The government is being urged to prolong the existing ban on tenant evictions until at least the end of March.
Housing secretary Robert Jenrick last month announced a so-called “Christmas truce”, meaning bailiffs were not allowed to enforce possession orders between 11 December and 11 January. But now the government is under growing pressure to keep the eviction ban in place during the current lockdown.
The initial ban, introduced at the start of lockdown in March 2020, was last year extended three times with the third extension, to 20 September, also requiring landlords to give tenants a six-month notice period.
The latest ban on evictions due to the pandemic is due to end on Monday.
But there are growing calls for the ban to be extended, after the PM Boris Johnston revealed this week that it is “under review” following a question put to him in parliament by the leader of the opposition Sir Kier Starmer.

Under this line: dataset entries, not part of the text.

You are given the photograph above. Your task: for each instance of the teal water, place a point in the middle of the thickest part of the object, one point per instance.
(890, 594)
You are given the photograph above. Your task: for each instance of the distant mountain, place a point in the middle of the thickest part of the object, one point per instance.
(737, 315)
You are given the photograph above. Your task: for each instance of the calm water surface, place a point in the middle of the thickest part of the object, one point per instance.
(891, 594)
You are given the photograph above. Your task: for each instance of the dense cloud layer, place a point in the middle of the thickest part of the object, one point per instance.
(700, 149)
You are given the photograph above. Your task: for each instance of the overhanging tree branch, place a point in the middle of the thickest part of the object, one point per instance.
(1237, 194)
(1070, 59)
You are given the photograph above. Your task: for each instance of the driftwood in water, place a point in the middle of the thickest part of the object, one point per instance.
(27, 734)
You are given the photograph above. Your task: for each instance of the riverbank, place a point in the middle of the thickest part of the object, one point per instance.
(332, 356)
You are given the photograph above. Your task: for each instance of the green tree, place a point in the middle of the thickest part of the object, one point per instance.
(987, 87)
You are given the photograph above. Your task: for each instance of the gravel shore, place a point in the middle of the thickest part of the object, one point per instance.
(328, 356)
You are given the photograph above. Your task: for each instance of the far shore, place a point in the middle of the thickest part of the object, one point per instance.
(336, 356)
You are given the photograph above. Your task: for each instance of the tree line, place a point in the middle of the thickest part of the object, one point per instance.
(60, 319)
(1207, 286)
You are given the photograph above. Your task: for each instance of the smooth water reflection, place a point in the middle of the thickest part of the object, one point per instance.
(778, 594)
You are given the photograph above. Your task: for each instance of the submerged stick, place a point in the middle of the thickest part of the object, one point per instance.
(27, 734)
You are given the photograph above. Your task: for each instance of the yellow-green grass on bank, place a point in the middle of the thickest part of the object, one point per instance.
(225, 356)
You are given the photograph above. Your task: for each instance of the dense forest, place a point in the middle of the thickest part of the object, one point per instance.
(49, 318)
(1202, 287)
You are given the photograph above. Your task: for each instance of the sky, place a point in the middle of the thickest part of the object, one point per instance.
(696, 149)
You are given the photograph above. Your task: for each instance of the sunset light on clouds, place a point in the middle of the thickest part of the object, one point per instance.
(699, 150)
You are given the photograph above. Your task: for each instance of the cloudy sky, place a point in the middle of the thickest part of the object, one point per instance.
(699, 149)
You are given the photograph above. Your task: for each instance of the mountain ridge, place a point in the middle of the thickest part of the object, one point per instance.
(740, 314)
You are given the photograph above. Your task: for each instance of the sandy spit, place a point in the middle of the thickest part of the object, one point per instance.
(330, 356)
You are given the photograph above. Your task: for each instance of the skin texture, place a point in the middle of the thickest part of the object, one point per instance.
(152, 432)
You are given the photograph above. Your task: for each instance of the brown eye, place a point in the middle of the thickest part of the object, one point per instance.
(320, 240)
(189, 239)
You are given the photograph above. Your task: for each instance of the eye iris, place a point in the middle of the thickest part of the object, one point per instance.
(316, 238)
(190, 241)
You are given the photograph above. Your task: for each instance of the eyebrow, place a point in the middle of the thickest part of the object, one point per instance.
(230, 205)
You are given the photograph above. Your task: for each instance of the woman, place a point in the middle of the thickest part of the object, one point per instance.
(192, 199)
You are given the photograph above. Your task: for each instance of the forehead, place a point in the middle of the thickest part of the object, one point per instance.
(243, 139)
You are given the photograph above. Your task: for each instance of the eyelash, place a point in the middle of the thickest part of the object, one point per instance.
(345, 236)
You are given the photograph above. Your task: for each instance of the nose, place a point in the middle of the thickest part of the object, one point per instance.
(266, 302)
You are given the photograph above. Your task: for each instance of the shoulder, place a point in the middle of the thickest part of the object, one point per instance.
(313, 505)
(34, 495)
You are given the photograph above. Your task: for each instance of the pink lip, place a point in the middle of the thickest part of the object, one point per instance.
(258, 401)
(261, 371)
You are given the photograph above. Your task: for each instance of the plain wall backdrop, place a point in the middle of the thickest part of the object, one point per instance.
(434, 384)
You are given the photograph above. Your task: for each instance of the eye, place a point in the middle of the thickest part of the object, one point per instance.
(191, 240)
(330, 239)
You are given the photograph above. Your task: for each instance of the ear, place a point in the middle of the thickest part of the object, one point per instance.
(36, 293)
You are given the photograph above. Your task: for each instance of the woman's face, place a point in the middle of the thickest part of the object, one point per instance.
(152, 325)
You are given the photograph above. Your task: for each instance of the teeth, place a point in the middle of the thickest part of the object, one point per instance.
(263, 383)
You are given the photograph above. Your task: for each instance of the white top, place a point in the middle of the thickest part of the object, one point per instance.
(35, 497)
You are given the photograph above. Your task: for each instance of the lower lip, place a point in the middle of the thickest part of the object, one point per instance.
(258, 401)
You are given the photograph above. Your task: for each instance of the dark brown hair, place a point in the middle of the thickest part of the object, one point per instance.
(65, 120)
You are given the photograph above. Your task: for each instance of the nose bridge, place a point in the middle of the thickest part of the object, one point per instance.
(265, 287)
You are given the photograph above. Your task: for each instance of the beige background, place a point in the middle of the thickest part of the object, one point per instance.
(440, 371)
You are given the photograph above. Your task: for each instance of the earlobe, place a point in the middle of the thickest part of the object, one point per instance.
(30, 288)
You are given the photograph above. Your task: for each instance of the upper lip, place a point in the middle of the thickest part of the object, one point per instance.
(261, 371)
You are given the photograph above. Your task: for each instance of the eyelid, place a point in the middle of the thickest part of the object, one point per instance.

Labour MP Clive Betts, who chairs the housing, communities and local government committee, said: “It is disappointing the government is again leaving it until the last minute to announce an inevitable extension to the evictions ban.”
Greater Manchester mayor Andy Burnham has called for the ban to be kept in place “beyond March so that we can take this right the way through the pandemic”.
Polly Neate, chief executive of Shelter, fears that there will be a sharp rise in evictions if the ban is not extended over the next couple of days.
Neate commented: “It is just too dangerous to start evicting people from their homes with Covid case numbers so high.
“You cannot follow the order to stay at home if you are evicted and facing homelessness.
“It’s not safe for people to attend court, nor is it safe for bailiffs to enter people’s homes and forcibly remove them.”
The Scottish government yesterday extended its ban on evictions in response to a sharp rise in Covid-19 cases.
Regulations will be presented in the Scottish parliament next week to extend the existing rules, which prevent bailiffs from enforcing eviction notices, until 31 March.
Sally Thomas, chief executive at the Scottish Federation of Housing Associations, said: “It is absolutely the right thing to do that we look after people’s health and well-being and we protect tenants who are struggling to pay their rent as a result of the financial effects of COVID-19, but it is of paramount importance that our members can act when there are cases of serious anti-social or criminal behaviour.
“We are pleased that the government has kept the exemptions in place for such incidences.”